Risk analysis in motor insurance aims to identify factors that increase the frequency of accidents. Telematics data is used to measure behavioural information of drivers. Contextual variables include temperature, rain, wind and traffic conditions that are external to the driver, but may also influence the probability of having an accident, as well as vehicle and personal characteristics. This paper uses a monthly panel data structure and the Poisson model to predict the expected frequency of claims over time. Some meteorological information is included. Two types of claims are considered separately: only those related to at-fault third-party liability accidents, and all types of claims including assistance on the road. A sample of drivers in Spain in 2018–2019 is analysed with information on claiming frequency per month. Drivers were observed for seven months. Our analysis is novel because monthly summaries of telematics information are combined with weather data in a panel structure, revealing that external factors affect the expected claims frequencies.
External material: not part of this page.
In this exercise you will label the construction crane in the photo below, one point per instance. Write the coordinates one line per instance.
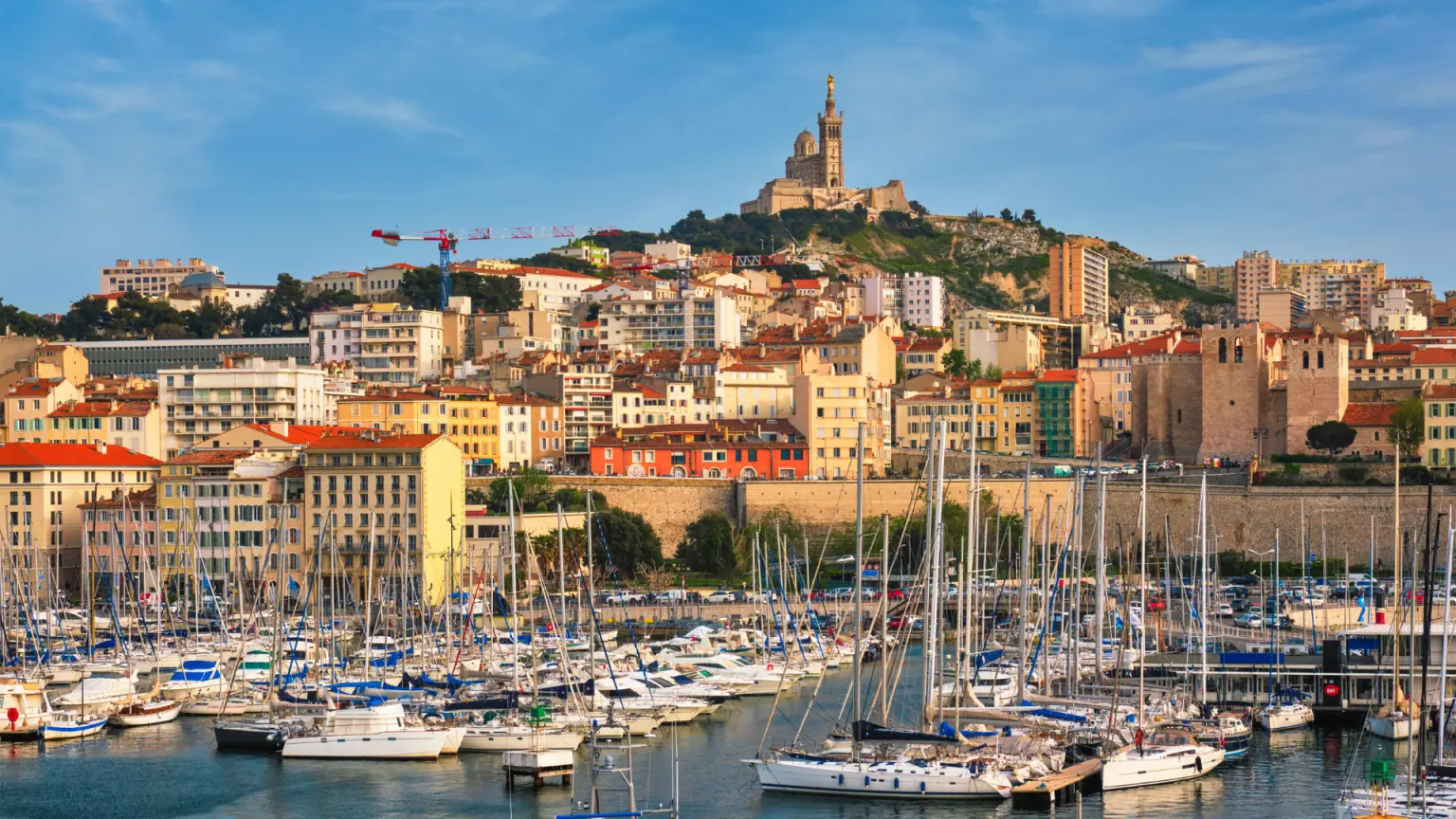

Reckless speeding behaviours and intense urban circulation increase the risk of an accident, which also increases with windy conditions.

Suggested Citation

  • Jan Reig Torra & Montserrat Guillen & Ana M. Pérez-Marín & Lorena Rey Gámez & Giselle Aguer, 2023. "Weather Conditions and Telematics Panel Data in Monthly Motor Insurance Claim Frequency Models," Risks, MDPI, vol. 11(3), pages 1-18, March.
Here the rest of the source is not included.